# Approx dump restore time



## jaymax (Sep 17, 2009)

I do not expect an exact or precise answer here, given all the subjective & dependent parameters.

Just a rough ballpark approximation, what time frame should a restore occur in?

param :-
an ~1Ghz system, running 6.x O/S, dumpfile ~ 30 Gb, UFS2 file systems w/ default blocksize, target directory 400 Gb w/ > 190 Gb free capacity, minimal use system booted from Fixit. I do not have the actual write speed of the disk but would expect it to be that of a normal IDE drive 4/500 Gb

I am into my 56+ hr of a restore of a 29Gb dumpfile and don't know if to abandon/Discard it or wait it out as there is no progress indicator

Thanks


----------



## Carpetsmoker (Sep 17, 2009)

The times it takes to run restore varies greatly on the size & amount of files, but 56 hours is way to long even if it would be filled only with 1KB files.

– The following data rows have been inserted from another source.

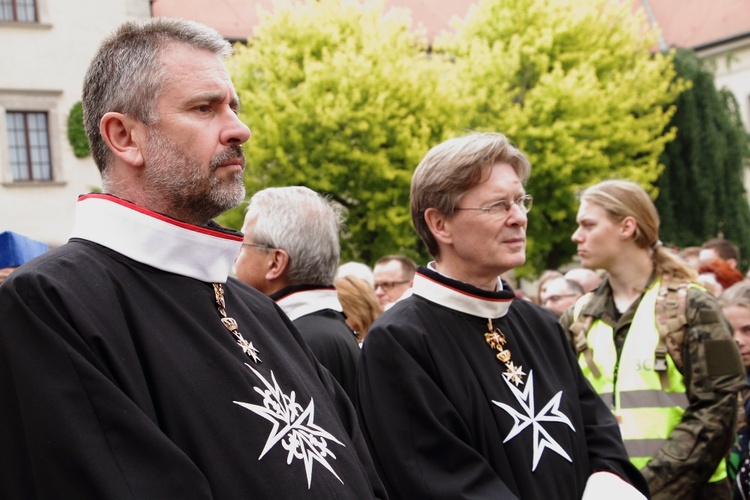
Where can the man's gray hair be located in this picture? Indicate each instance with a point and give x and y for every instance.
(303, 223)
(453, 167)
(127, 76)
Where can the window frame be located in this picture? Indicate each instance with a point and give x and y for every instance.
(32, 101)
(14, 8)
(30, 149)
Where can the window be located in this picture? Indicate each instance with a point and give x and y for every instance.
(28, 144)
(18, 10)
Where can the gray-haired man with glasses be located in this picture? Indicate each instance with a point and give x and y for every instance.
(463, 390)
(393, 276)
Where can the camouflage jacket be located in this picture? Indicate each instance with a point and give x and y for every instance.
(713, 373)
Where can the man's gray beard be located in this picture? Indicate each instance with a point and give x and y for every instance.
(187, 191)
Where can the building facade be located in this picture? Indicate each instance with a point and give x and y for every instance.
(46, 46)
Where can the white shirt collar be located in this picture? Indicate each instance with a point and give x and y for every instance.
(462, 297)
(150, 238)
(303, 302)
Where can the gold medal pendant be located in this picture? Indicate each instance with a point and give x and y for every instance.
(496, 340)
(231, 325)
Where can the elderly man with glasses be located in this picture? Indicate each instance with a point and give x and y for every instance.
(465, 391)
(393, 277)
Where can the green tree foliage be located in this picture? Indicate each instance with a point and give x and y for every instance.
(575, 86)
(345, 100)
(76, 132)
(701, 192)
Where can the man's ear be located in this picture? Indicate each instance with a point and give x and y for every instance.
(125, 136)
(439, 225)
(278, 264)
(628, 227)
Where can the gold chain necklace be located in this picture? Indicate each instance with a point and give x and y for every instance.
(496, 340)
(231, 324)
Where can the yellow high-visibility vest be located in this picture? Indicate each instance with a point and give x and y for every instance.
(647, 413)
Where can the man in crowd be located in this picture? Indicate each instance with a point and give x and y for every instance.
(654, 346)
(131, 366)
(15, 250)
(464, 390)
(559, 294)
(720, 248)
(394, 276)
(587, 278)
(291, 252)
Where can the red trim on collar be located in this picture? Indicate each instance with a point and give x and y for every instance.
(156, 215)
(481, 297)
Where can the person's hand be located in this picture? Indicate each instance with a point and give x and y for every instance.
(5, 272)
(607, 485)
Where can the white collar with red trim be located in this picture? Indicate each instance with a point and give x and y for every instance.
(435, 287)
(153, 239)
(302, 302)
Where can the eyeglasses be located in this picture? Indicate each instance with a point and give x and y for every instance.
(502, 207)
(556, 298)
(387, 286)
(256, 245)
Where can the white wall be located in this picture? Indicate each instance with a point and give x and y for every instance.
(41, 68)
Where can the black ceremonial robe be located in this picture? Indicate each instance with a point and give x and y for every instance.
(445, 419)
(118, 379)
(318, 315)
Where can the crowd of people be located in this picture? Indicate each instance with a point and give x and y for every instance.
(158, 354)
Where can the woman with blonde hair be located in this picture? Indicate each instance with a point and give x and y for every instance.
(359, 302)
(673, 393)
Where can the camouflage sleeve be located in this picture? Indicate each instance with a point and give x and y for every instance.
(566, 319)
(713, 373)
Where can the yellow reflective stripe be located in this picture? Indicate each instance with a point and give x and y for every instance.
(643, 448)
(609, 399)
(652, 398)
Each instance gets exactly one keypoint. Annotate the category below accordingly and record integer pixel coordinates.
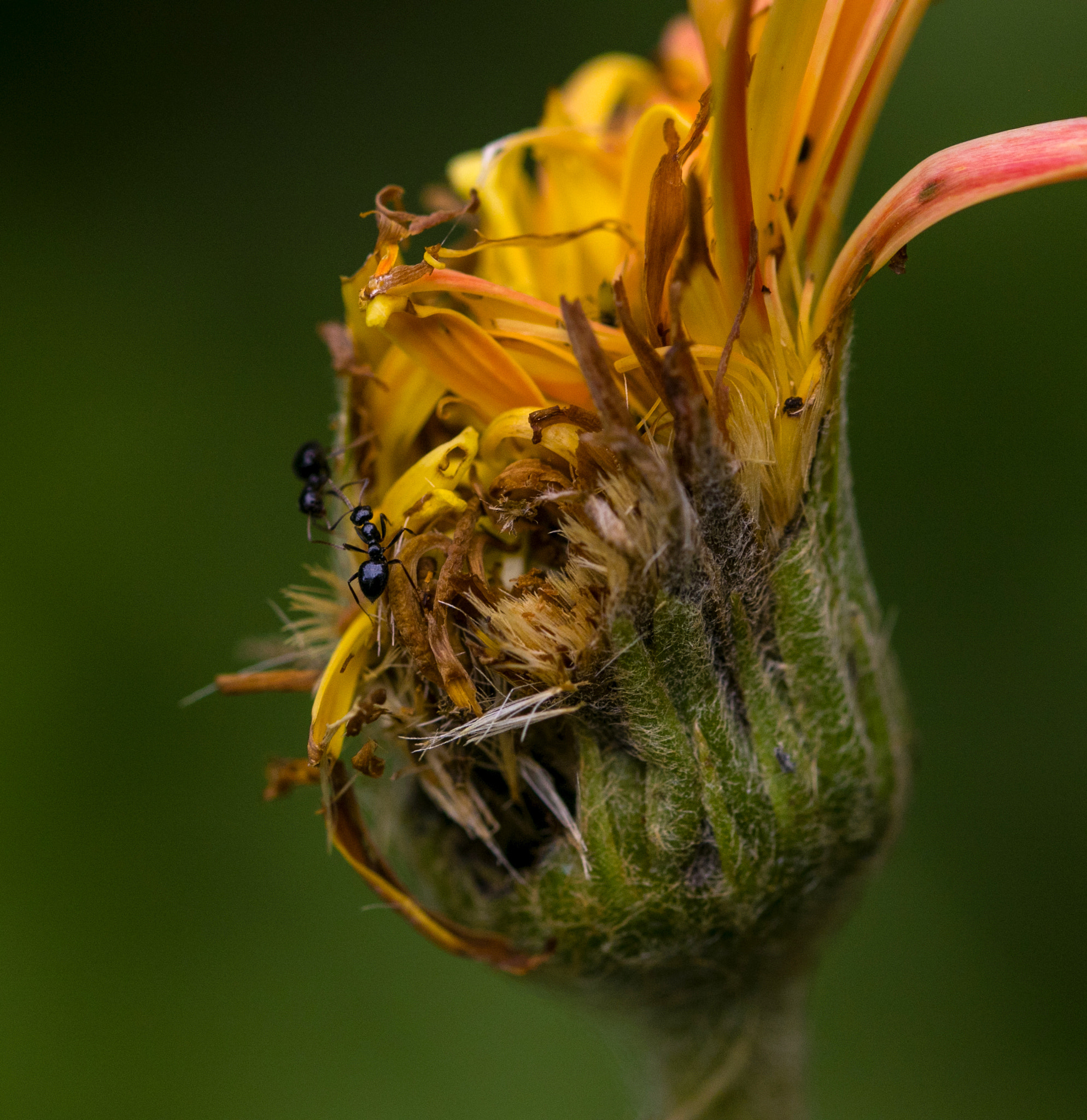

Try pressing ^t, this sometimes gives a status indicator. Not sure if this is also true for restore though.

You don't see any DMA_TIMEOUT messages in dmesg output?
It's always worth doing a HDD check anyway, MHDD is an excellent tool for doing so...

There's also a _verbose_ flag for resture. You may want to restart with that turned on.


----------



## jaymax (Sep 17, 2009)

^t => 
load: 0.00 cmd: restore 92 [getblk] 0.51u 1.44s 0% 7116k 

but unsure of how to interpret output
and can't expect a man page either

going to try a restore -vrf for now but will run away from the use of restore after this episode.

Thanks

BTW the /tmp directory contains 2 files
/tmp/rstdir...number...  67Mb
/tmp/rstmode...samenumber... 5.5Mb


----------



## fbsd1 (Feb 28, 2010)

Something very wrong. I dump/restore from motherboard cabled hard drive to USB flash drive stick. Dump total combined file sizes for /, /var, /tmp, /usr is 566MG and the whole thing runs in 23 minuts.


----------